Cependant en Espagne
j’ai vu une agriculture qui marche, j’ai vu un patron qui était propre et
pratiquait le métier avec fierté et passion. J’ai vu des enfants qui rêvaient
de faire comme leur père. Et j’ai commencé à aimer l’agriculture, surtout quand j’ai vu ce que ce pays aride et un peu désertique était capable de produire alors que chez moi en Côte d’Ivoire il a de la bonne terre arabe, de la forêt noir et les grands fleuve partout. J’ai décidé de renter ! j’ai
voulu faire comme mon patron espagnole. Avoir ma propre parcelle, produire pour
moi-même et être mon propre Patron. Après des années de travail j’ai réuni
quelques économies et je suis rentré au pays j’ai acquis deux hectares de terre
ou je produis aujourd’hui des aubergines.
Avez-vous
rencontré des problèmes dans votre réintégration
KK : Oui beaucoup, j’ai
été objet de tous les mots, revenir de l’Europe pour pratiquer une activité
s’alimente. J’étais aux yeux de tout un projet d’échec. Aussi j’ai rencontré
plusieurs difficultés que je n’avais pas prévues. Le
problème du foncier rural, l’accès à des outils qui permettent d’optimiser la production et l’accès aux
marchés. Des problèmes traditionnels liés au secteur agricole constituent un
cercle vicieux qui maintien les acteurs dans un forme de ‘’pauvreté
luxueuse’’…
Qu’est-ce
qu’ils appellent pauvreté luxueuse ? Je n’ai pas voulu l’importuner d’avantage
c’est un jour de travail. J’ai juste voulu à ce stade avoir son message à
l’endroit de mes lecteurs.
KK : Le Retour des
Jeunes vers l’Agriculture est une solution crédible à l’immigration. C’est
une solution qui devrait permettre de
donner du travail aux jeunes sans emploi afin de les fixer dans leur terroir.
Or il faut une volonté politique pour
valoriser ce secteur et les personnes qui pratiquent ce métier. Moi
depuis que je suis rentré, je n’ai pas demandé grand-chose, juste une motopompe
pour produire en contre saison. Mais
aucun soutien. Je me débats tout seul. Enfin j’aimerais dire aux jeunes qui
n’ont pas encore fait le choix de partir que l’agriculture c’est bien et c’est
ce que nous faisons en Europe. Si nous
nous mettons ensemble, nous arriverons à produire et proposer aux consommateurs nos
produits au lieu qu’ils consomment des produits importés. Après 23 ans
d’Immigration en Espagne, Moi Keita Kassim, je suis de retour en Côte d'Ivoire,
et je gagne ma vie convenablement dans la production d’aubergine au coté de mon épouse. Je suis
d’ailleurs le premier producteur dans mon département.

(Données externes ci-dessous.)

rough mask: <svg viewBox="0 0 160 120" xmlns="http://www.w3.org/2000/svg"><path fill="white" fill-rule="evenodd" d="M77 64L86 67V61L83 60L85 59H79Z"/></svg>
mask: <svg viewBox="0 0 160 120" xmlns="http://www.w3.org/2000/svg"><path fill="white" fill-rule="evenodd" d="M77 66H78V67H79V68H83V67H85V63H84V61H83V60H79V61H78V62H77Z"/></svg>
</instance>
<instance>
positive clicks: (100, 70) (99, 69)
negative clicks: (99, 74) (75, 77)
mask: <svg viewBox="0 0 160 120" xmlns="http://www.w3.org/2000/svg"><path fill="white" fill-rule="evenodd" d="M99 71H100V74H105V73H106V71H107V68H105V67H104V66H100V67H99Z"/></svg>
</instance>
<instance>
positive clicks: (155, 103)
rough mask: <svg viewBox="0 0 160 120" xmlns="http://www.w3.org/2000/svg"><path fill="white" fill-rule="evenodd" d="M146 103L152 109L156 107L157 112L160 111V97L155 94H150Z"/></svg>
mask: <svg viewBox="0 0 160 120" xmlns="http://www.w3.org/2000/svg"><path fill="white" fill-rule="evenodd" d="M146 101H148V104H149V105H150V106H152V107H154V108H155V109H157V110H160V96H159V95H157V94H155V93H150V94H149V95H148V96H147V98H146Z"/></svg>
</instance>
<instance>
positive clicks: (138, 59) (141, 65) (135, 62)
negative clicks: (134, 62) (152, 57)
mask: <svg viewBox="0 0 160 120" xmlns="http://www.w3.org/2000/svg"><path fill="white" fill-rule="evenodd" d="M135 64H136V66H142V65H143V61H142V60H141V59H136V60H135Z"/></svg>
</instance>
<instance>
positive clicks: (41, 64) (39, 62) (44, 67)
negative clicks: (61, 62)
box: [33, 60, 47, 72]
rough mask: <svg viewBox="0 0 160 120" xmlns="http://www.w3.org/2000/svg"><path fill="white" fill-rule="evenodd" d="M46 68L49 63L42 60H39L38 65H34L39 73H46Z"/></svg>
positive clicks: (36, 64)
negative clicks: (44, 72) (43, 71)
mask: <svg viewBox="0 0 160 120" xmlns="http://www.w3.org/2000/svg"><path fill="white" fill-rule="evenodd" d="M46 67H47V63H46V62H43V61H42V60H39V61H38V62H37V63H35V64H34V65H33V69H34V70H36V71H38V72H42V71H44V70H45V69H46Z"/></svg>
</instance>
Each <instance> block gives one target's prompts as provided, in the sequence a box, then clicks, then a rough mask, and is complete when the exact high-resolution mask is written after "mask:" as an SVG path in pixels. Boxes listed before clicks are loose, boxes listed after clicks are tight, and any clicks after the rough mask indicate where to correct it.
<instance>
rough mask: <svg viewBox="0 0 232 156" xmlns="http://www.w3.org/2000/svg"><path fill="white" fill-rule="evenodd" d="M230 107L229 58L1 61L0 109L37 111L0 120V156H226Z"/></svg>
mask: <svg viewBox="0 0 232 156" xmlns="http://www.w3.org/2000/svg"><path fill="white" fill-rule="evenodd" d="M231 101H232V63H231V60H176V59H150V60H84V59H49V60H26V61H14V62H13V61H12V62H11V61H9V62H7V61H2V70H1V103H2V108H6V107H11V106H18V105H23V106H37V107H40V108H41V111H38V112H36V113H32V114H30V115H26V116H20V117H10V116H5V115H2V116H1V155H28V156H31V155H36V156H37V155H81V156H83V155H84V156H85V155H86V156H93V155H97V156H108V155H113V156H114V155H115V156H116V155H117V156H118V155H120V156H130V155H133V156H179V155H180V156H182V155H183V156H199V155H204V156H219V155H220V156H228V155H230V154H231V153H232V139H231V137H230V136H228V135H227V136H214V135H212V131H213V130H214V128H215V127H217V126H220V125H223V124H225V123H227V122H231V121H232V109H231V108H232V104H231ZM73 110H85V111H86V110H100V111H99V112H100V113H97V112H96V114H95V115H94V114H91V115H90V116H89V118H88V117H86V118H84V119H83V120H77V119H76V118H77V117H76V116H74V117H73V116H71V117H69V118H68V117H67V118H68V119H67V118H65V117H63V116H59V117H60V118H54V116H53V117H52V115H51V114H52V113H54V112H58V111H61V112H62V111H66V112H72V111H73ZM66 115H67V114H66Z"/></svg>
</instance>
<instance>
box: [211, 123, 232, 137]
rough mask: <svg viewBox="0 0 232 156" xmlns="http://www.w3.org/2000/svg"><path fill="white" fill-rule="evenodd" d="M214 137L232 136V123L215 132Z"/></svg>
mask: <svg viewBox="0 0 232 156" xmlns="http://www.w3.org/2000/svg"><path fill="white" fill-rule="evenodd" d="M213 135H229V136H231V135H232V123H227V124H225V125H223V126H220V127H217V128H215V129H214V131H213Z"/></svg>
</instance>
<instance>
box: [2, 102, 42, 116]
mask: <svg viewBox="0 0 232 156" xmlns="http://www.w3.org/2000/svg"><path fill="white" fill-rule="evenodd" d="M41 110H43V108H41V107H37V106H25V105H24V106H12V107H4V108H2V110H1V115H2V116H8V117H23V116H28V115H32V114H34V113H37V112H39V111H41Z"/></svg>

Superbe histoire mais l'interrogation demeure, les griefs relevés par Kassoum sont le frein à l'implication des populations à la valorisation du secteur agricole. L'instabilité de la politique agricole, son leitmotiv autour des produits de rente et le manque de formation des paysans accentués par le caractère de rentier des agents agricoles freinent le processus collectif d'implication des jeunes en particulier et des populations rurales en général à s'adonner pleinement au métier de la terre.